When Islamic extremists attacked the Charlie Hebdo offices in Paris on January 7th, the world responded with a mix of sympathy, grief, anger, and outcries against what appeared to be an attack on a fundamental democratic freedom. There has been no shortage of news coverage on the event in recent days, but the voices you may not have heard yet are those of college students studying abroad in France.
University of Texas student Sam Hays arrived in Paris on Jan. 6th, and woke the next morning to tragic news about the killings at Charlie Hebdo. At this point, the attackers were still at large and their car had been recovered in the same arrondissement as Sam’s residence. Sam, an international relations and journalism student, described his shock as the news began to set in: “This wasn’t a dream, however surreal it may have felt. It was actually happening.”
As news of the attacks began to surface and circulate throughout the city, Grand Valley State University senior Miguel Perez was working at his internship site in the city. His colleagues were angry, sad, and deeply disturbed by what they heard.
“It’s something that no one expects would happen for exercising your freedom of speech,” he said.
In the hours and day that followed, Miguel and Sam watched as the streets of Paris were flooded with demonstrators waving pens, holding signs, wearing t-shirts. “Je suis Charlie” was everywhere.
Describing the scene, Sam said, “My French is not perfect, but passing through the different bubbles of conversation on the Metro or in the streets, I could hear the words ‘Charlie Hebdo’ being passed around like a canteen among parched throats. People needed to talk about it; they needed to try and make sense of it, and in doing so it helped them pacify their anxieties.”
On Jan. 9, barely two days since the initial attacks, a Jewish supermarket was in the midst of a hostage siege and Wheaton College junior Anna Morris was en route to her new study abroad home in Paris. It wasn’t until she got internet access later that evening that Anna realized just how close she was to the attacks. She even had a friend who heard the gunshots from the supermarket.
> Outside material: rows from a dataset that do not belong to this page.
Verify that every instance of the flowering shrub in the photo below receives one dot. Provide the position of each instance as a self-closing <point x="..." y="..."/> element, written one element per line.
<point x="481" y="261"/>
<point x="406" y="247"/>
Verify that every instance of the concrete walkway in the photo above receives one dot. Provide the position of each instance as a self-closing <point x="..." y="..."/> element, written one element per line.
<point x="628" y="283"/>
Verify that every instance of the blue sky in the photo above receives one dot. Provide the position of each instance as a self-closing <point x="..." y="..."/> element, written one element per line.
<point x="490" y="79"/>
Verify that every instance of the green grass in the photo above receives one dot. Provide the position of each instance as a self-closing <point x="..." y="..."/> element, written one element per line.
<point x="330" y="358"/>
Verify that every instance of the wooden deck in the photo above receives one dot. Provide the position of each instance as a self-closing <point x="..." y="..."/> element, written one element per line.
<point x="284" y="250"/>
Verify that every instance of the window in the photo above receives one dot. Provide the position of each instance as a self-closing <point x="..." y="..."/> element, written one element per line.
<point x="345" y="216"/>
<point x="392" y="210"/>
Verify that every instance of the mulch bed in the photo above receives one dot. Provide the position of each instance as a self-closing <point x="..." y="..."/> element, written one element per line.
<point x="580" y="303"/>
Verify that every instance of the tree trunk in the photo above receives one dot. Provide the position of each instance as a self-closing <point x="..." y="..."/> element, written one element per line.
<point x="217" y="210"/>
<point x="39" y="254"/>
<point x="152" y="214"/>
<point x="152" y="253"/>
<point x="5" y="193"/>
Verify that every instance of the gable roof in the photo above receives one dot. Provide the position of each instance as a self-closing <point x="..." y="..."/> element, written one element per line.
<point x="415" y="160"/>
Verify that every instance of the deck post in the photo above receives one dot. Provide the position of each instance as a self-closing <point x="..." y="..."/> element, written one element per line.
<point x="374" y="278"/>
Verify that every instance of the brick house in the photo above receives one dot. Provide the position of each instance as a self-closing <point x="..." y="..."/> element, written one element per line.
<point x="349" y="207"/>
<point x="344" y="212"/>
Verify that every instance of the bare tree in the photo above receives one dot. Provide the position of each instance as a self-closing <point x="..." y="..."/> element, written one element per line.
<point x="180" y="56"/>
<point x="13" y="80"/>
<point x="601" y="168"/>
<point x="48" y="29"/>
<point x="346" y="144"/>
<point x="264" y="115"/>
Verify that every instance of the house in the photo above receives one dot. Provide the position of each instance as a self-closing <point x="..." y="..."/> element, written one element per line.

In a matter of hours, Anna had gone from reading about Paris in the news to living smack dab in the middle of an event making headlines and history.
As an international relations and French double major with extensive journalism experience, the flurry of news and commentary revolving around the Paris attack is certainly of interest to Anna. “There are a lot of challenging and thought provoking conversations going on about free speech here,” Anna said. “As an American and journalist, I defend free speech and respect it, but I also can acknowledge that we need to steward our liberties responsibly. There is divided opinion about the way that Charlie Hebdo has stewarded this responsibility.”
In the week since she arrived in Paris, Anna has undoubtedly had a different beginning to her study abroad experience than she initially expected, but one that she, and other students like Sam and Miguel, will surely be talking about for years to come.